I praise God for a few healings in patients we believed were pretty much past help.  3 involve probably TB meningitis.  One girl was in ICU when I got here and we didn't know what was going on with her at all.  She was very unresponsive and so we kind of treated for everything (bacterial meningitis, TB meningitis, typhoid, sepsis, cerebral malaria etc).  She walked out of here pretty much back to her usual self.  Another was boy I admitted during a (bad) Sunday on call.  I found out on that day that a traditional healing method for a cold is a uvulectomy (ie cutting off the uvula at the back of the throat).  He became septic post-uvulectomy and  very unwell with meningitis.  We expected that he would probably be bedbound with double incontinence and be nothing like his previous self.  I last saw him the day before discharge and he was sitting on his bed.  The next day he also walked out!  The 3rd patient is still an inpatient, but one that is slowly improving, though still has significantly neurological deficit from probable TB meningitis.  We are praying for his recovery and are pleased to see him get slightly stronger each day, though how much function he'll have left, I don't know.  There is also a baby in nursery who we'd completely given up on.  She was preterm and then kept becoming very ill with necrotising enterocolitis.  However, she's now been improving for the last couple of weeks and tolerating feeds and gradually(!) gaining weight.  She's by no means the sickest baby we have any more.  I heard her mum singing to her in the nursery today - one of those things that touches my heart the most is a mother taking delight in her child.
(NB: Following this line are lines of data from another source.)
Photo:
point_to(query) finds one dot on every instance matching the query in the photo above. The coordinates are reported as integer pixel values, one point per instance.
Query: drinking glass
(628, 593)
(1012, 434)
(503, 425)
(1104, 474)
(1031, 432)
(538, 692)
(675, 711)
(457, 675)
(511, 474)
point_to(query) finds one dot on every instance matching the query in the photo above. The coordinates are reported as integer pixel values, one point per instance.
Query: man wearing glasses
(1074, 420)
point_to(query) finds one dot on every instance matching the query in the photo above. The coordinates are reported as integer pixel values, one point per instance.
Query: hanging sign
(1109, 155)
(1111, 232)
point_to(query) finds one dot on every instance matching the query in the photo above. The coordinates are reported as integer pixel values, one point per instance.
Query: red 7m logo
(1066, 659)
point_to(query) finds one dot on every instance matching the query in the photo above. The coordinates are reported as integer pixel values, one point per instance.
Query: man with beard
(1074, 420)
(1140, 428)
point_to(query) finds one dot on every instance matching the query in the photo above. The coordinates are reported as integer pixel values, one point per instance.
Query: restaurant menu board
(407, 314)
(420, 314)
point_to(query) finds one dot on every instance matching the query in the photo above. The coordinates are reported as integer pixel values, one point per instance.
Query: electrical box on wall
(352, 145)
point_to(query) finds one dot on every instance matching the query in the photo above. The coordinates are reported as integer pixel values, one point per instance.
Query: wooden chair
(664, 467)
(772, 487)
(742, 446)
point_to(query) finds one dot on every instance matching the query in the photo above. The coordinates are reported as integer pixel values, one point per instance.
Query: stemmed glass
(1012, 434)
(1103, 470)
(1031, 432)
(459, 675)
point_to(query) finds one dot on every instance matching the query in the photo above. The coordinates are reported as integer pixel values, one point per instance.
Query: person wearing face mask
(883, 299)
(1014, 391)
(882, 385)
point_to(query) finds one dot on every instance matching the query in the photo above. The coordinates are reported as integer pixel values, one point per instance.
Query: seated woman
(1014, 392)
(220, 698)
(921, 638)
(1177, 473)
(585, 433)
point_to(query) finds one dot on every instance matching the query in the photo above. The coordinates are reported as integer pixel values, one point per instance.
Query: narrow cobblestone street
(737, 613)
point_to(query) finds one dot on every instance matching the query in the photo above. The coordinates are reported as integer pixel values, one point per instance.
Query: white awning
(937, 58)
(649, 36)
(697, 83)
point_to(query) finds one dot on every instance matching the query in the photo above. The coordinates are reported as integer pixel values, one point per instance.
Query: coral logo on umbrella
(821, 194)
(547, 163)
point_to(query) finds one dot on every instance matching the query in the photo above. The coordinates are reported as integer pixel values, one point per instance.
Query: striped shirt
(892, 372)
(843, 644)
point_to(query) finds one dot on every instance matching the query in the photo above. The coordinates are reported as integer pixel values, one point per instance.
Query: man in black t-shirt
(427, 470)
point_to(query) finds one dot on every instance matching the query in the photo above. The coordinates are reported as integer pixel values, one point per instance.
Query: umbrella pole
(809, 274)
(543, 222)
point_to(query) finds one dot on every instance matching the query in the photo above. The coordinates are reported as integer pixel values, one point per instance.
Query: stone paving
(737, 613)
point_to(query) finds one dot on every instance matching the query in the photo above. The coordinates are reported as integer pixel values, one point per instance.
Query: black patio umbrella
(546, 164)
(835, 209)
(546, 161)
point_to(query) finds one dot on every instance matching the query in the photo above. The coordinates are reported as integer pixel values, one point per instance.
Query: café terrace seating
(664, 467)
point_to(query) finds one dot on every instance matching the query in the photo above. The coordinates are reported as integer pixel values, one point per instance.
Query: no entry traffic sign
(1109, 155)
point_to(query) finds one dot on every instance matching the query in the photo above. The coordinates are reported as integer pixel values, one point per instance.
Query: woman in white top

One patient who touched me the most was a teenager called Cheprono.  She was in and out of hospital for about a month with pneumonia and congestive heart failure secondary to rheumatic heart disease.  We would give her a full course of antibiotics and then a few days after they were stopped she would become ill again and be readmitted.  On one of my nights on call I got the dreaded page "bed 1 in room 204's condition has changed".  Despite the fact that the phone was put down before any of my questions were answered, I've been here long enough to know that's essentially a resus call.  Sure enough I headed up there to find a resus in full swing and took over leading it.  However, despite our best efforts we couldn't do anything.  Cherono, despite spending so much time in hospital towards the end and being so ill, nearly always had a smile on her face.  She was a strong Christian and in the day or two before she died she wrote about how she thanked God for watching over her and thanked the doctors for giving her medicines and looking after her.  She also drew a picture of the heart.  Her dad allowed me to take a photo of that piece of paper and it's one that in some ways will remind me more of this place than most of my photos.